In an interview, Mason Marks, director of Harvard’s Psychedelics Policy Center, stated that Oregon was one of the few states exploring the regulation of psilocybin services, adding that the project would help inform decision making. Marks is also a member of Oregon’s Psilocybin Advisory Board.
The panel, whose objective is to advise on the implementation of a legal psilocybin therapy program, released a report in July that reviewed studies on psilocybin. The report had concluded that psilocybin held significant therapeutic value for various mental health conditions, having demonstrated its effectiveness in decreasing anxiety and depression as well as some life-threatening conditions.
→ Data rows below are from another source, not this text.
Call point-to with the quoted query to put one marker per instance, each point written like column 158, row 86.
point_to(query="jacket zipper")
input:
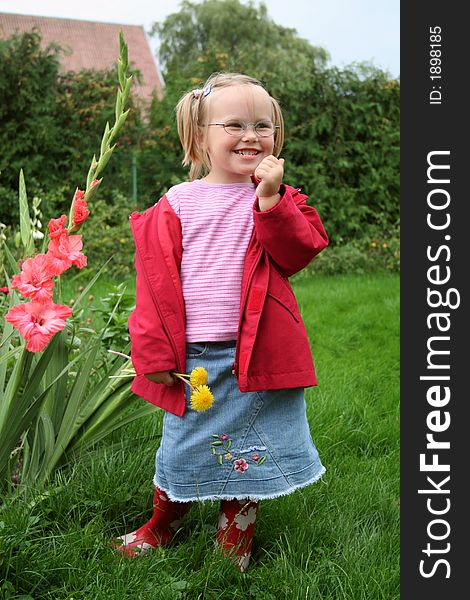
column 242, row 306
column 170, row 338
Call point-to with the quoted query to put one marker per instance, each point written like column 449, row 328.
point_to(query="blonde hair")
column 191, row 112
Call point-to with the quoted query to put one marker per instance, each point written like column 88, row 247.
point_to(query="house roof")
column 91, row 45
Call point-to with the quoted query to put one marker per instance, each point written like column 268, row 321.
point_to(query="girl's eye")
column 264, row 127
column 234, row 126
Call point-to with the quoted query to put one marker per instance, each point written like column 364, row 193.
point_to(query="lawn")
column 338, row 539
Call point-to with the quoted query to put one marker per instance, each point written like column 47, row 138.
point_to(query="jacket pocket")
column 280, row 291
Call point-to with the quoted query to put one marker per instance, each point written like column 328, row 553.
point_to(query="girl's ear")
column 201, row 137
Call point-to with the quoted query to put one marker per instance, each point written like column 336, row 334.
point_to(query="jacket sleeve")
column 151, row 350
column 291, row 232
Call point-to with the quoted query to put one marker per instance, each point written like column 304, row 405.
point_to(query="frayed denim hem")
column 253, row 497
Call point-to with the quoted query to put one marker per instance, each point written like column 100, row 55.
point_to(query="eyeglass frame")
column 245, row 128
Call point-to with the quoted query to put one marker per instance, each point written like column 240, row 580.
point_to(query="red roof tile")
column 91, row 45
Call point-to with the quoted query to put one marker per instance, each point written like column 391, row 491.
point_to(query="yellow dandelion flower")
column 199, row 376
column 201, row 398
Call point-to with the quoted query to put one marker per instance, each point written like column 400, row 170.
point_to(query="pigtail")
column 187, row 121
column 278, row 120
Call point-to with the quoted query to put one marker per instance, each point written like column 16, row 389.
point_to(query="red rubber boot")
column 158, row 531
column 237, row 522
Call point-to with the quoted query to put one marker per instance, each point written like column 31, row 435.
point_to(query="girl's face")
column 235, row 158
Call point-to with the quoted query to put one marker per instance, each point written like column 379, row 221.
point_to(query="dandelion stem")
column 120, row 354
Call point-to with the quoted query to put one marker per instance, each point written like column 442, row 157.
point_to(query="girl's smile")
column 234, row 158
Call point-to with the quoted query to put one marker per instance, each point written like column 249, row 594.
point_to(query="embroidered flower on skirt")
column 221, row 448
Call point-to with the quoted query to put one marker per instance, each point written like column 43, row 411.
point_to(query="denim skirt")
column 252, row 445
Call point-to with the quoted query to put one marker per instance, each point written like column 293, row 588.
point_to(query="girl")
column 213, row 258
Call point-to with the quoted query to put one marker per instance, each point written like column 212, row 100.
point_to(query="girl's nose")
column 249, row 133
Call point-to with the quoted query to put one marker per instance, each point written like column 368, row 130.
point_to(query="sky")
column 350, row 30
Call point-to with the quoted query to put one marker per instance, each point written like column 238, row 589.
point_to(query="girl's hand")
column 161, row 377
column 270, row 172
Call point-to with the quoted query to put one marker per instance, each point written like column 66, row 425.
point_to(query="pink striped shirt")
column 216, row 222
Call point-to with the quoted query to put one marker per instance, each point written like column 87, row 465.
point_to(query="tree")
column 28, row 88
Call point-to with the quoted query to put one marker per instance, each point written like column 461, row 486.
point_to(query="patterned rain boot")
column 161, row 528
column 237, row 522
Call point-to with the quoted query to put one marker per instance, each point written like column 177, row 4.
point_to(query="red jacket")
column 273, row 350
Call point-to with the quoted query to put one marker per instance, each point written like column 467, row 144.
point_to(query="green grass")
column 338, row 539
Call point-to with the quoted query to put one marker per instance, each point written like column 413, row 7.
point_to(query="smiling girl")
column 213, row 258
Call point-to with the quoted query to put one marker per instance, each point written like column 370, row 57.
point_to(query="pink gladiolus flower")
column 56, row 227
column 64, row 252
column 79, row 195
column 37, row 322
column 80, row 211
column 35, row 280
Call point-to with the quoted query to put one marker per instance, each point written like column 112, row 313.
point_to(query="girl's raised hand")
column 270, row 172
column 161, row 377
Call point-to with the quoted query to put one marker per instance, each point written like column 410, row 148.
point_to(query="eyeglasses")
column 237, row 128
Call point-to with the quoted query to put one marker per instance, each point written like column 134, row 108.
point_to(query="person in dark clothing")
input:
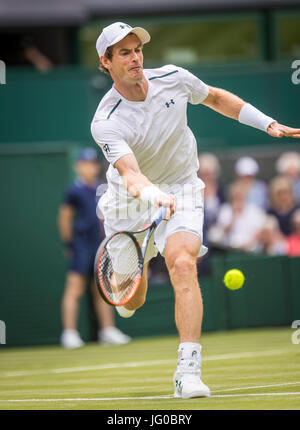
column 282, row 203
column 81, row 232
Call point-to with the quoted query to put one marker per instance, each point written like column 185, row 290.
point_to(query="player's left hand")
column 278, row 130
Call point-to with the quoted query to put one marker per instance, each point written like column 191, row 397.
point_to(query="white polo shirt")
column 154, row 130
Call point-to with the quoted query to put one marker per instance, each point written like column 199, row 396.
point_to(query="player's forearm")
column 234, row 107
column 224, row 102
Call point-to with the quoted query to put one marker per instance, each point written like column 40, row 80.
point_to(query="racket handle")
column 159, row 215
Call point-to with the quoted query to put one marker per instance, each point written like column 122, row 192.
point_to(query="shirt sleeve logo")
column 171, row 102
column 106, row 148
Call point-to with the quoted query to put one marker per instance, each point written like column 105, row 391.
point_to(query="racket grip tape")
column 159, row 215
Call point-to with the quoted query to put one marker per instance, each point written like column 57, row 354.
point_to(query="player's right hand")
column 168, row 201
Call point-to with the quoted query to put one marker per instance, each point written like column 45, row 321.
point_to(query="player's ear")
column 105, row 62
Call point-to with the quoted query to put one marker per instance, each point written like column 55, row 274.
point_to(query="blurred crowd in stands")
column 249, row 214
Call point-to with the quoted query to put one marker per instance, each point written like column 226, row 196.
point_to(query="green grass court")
column 245, row 369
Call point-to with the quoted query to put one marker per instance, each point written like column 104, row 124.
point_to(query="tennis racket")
column 119, row 262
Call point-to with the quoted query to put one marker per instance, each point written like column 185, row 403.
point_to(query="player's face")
column 127, row 60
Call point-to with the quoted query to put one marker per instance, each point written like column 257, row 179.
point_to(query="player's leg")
column 108, row 333
column 74, row 289
column 181, row 254
column 181, row 257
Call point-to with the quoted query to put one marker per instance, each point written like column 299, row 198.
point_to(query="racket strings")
column 119, row 268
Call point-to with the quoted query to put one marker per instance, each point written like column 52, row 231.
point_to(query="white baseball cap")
column 246, row 166
column 116, row 32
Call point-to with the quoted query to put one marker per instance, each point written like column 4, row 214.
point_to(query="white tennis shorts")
column 132, row 215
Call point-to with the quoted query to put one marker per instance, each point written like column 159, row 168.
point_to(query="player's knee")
column 184, row 264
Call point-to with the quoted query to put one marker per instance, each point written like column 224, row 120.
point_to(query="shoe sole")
column 193, row 394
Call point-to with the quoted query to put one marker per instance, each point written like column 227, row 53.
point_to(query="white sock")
column 189, row 357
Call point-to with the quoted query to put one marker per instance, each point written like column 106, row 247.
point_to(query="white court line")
column 143, row 363
column 259, row 386
column 170, row 396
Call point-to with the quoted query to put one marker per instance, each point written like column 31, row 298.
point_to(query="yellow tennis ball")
column 234, row 279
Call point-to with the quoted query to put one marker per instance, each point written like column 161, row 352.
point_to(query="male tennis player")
column 141, row 126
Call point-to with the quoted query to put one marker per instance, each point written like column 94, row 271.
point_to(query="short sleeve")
column 197, row 90
column 111, row 139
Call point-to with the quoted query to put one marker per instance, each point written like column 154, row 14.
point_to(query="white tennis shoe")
column 123, row 312
column 70, row 339
column 188, row 385
column 113, row 336
column 187, row 377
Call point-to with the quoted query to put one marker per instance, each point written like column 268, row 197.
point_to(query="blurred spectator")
column 81, row 232
column 209, row 172
column 270, row 239
column 282, row 202
column 238, row 222
column 34, row 56
column 288, row 164
column 246, row 170
column 293, row 240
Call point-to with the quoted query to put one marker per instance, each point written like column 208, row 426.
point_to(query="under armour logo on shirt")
column 171, row 102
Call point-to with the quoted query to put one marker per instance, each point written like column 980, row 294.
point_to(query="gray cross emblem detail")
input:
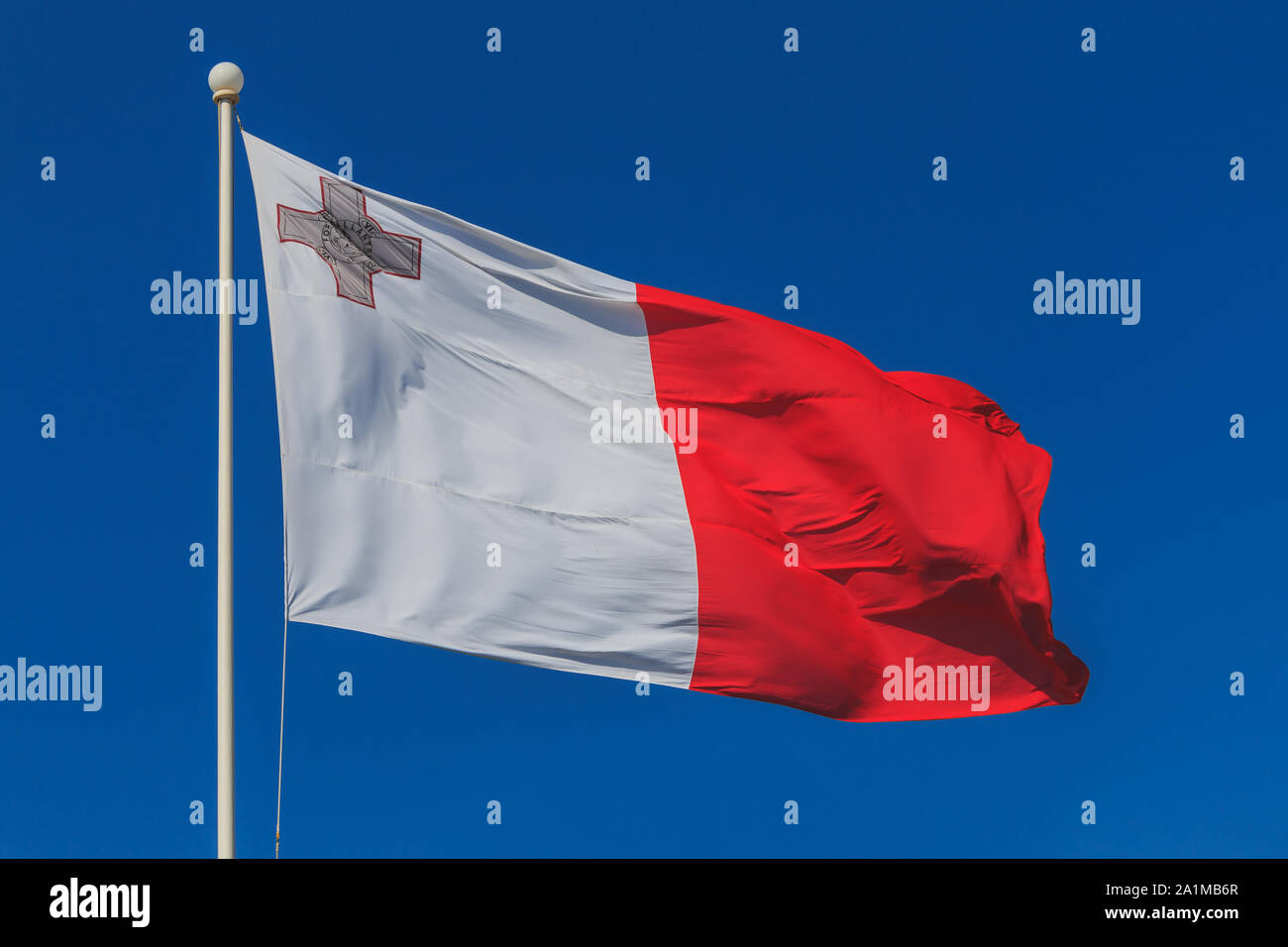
column 353, row 245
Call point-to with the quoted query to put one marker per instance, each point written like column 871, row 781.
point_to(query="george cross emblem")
column 353, row 245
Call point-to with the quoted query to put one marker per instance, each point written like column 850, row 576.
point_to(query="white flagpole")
column 226, row 82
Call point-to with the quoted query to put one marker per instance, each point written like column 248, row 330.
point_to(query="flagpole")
column 226, row 82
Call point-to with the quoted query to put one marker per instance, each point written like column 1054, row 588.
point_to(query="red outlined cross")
column 353, row 245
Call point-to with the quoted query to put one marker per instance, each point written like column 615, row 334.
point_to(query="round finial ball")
column 226, row 76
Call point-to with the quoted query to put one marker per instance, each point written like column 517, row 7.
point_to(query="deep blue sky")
column 767, row 169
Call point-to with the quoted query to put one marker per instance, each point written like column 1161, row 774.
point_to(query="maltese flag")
column 492, row 450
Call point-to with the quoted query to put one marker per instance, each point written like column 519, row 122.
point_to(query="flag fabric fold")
column 497, row 451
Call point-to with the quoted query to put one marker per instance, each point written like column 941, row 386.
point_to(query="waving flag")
column 489, row 449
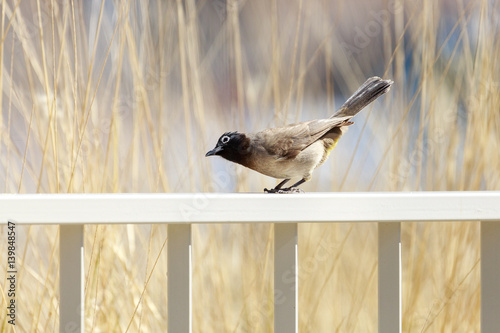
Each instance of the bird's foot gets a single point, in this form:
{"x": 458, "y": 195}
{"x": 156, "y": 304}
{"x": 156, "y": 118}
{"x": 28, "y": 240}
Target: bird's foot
{"x": 288, "y": 190}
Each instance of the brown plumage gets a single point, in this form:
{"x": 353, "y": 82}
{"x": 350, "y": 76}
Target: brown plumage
{"x": 296, "y": 150}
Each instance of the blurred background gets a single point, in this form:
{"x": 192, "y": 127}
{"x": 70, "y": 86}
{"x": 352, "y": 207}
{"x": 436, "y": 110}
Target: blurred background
{"x": 128, "y": 96}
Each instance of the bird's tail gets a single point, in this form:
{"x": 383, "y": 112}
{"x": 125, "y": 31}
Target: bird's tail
{"x": 367, "y": 93}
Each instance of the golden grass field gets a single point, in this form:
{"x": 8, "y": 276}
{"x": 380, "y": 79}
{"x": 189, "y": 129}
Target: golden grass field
{"x": 127, "y": 96}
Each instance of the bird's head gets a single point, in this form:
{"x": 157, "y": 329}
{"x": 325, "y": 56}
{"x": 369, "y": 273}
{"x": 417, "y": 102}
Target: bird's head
{"x": 233, "y": 146}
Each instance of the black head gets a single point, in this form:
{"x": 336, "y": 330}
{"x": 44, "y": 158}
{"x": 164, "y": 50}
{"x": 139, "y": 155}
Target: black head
{"x": 232, "y": 146}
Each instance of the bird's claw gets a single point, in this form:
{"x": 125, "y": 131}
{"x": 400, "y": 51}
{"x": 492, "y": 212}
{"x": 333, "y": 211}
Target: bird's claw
{"x": 288, "y": 190}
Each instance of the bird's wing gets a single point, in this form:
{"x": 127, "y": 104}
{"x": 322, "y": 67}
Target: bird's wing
{"x": 289, "y": 141}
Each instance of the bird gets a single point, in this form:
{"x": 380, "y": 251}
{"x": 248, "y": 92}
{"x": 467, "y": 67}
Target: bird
{"x": 295, "y": 150}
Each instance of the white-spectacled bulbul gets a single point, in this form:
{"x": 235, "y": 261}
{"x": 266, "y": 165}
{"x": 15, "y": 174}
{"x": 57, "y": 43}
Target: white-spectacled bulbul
{"x": 297, "y": 149}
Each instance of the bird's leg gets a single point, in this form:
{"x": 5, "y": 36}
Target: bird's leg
{"x": 277, "y": 188}
{"x": 291, "y": 189}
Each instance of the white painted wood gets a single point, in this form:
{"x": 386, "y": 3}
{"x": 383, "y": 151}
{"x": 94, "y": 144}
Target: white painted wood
{"x": 179, "y": 278}
{"x": 388, "y": 208}
{"x": 285, "y": 278}
{"x": 389, "y": 283}
{"x": 490, "y": 276}
{"x": 71, "y": 277}
{"x": 243, "y": 208}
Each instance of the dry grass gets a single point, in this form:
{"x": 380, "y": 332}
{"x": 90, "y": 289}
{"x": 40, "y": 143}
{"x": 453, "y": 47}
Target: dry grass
{"x": 128, "y": 97}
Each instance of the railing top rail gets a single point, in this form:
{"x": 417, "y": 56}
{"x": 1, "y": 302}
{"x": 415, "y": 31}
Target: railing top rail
{"x": 249, "y": 207}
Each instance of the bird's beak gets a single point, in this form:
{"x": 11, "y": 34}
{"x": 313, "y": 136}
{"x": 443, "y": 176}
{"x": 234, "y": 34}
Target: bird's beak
{"x": 214, "y": 151}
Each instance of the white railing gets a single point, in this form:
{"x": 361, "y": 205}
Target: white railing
{"x": 180, "y": 211}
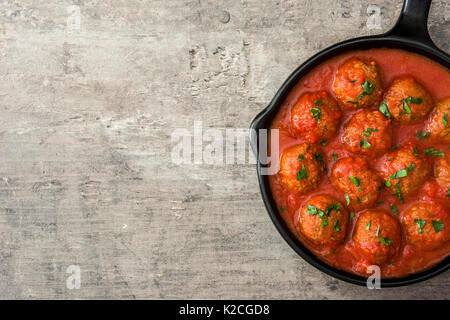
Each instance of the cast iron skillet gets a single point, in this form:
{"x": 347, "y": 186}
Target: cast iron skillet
{"x": 411, "y": 34}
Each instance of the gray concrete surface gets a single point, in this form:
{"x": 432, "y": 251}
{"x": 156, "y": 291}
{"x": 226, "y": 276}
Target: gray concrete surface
{"x": 88, "y": 105}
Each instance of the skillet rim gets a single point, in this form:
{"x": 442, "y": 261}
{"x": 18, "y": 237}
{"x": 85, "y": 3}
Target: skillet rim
{"x": 264, "y": 119}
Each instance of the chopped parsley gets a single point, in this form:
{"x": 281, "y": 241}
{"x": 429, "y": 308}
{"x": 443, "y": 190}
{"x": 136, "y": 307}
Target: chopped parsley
{"x": 394, "y": 209}
{"x": 312, "y": 210}
{"x": 421, "y": 224}
{"x": 437, "y": 225}
{"x": 367, "y": 89}
{"x": 414, "y": 100}
{"x": 406, "y": 108}
{"x": 334, "y": 157}
{"x": 365, "y": 144}
{"x": 318, "y": 103}
{"x": 369, "y": 131}
{"x": 399, "y": 174}
{"x": 385, "y": 110}
{"x": 302, "y": 174}
{"x": 356, "y": 182}
{"x": 398, "y": 192}
{"x": 386, "y": 241}
{"x": 434, "y": 152}
{"x": 403, "y": 173}
{"x": 422, "y": 135}
{"x": 316, "y": 113}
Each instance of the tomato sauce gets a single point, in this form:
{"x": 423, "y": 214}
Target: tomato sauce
{"x": 392, "y": 63}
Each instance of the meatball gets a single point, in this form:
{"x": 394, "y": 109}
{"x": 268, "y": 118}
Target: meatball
{"x": 301, "y": 168}
{"x": 323, "y": 221}
{"x": 357, "y": 181}
{"x": 442, "y": 173}
{"x": 315, "y": 116}
{"x": 404, "y": 171}
{"x": 427, "y": 225}
{"x": 358, "y": 83}
{"x": 368, "y": 132}
{"x": 439, "y": 124}
{"x": 377, "y": 236}
{"x": 407, "y": 101}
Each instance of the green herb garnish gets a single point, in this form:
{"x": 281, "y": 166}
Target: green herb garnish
{"x": 318, "y": 103}
{"x": 356, "y": 182}
{"x": 434, "y": 152}
{"x": 302, "y": 174}
{"x": 398, "y": 192}
{"x": 422, "y": 135}
{"x": 385, "y": 110}
{"x": 316, "y": 113}
{"x": 399, "y": 174}
{"x": 365, "y": 144}
{"x": 414, "y": 100}
{"x": 406, "y": 108}
{"x": 437, "y": 225}
{"x": 386, "y": 241}
{"x": 394, "y": 209}
{"x": 369, "y": 131}
{"x": 421, "y": 224}
{"x": 367, "y": 89}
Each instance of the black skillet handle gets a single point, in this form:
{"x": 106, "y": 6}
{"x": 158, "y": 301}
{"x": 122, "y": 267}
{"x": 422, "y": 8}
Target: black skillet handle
{"x": 412, "y": 23}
This new project will cover a lot more ground and will take about six months to complete. The researchers tasked with producing the comprehensive report will examine how psilocybin prohibition has impacted marginalized communities and how reform laws in the state of Oregon could affect the communities. The research proposal states that the project will only analyze and review existing research and notes that potential sources of data include narrative descriptions of psilocybin use, psychological and medical literature from the mid-20th century, bioethics literature, religious scholarship, anthropology literature, historical information on the use of psilocybin by indigenous communities, legal scholarship, legislative materials and public health data.
However, before any recommendations included in this comprehensive report are submitted to Oregon Health Authority regulators for consideration, they will have to be approved by the board.
In the interview, Marks added that it was important to include the practices and views of Indigenous communities as their ways were the foundation of the psychedelic industry. He explained that some cultures had used psychedelic substances such as psilocybin for centuries or even a few millennia, noting that this made them authorities in the psychedelics space and, as such, their expertise should be respected as well as acknowledged.
The report, which has been christened the Ethical Legal and Social Implications Report, will also cover how various jurisdictions have reformed laws that govern psilocybin, how the entheogenic substance could affect overdose and addiction rates, what community-based rituals have been established around the entheogen, how cultural attitudes towards psilocybin have changed over time and how the psychedelic affects communities.
The emergence of institutions giving attention to psychedelic policy and law matters is a good development since it complements the work being done by companies such as Cybin Inc. (NEO: CYBN) (NYSE American: CYBN) as they seek to discover medicinal formulations made from various psychedelic compounds.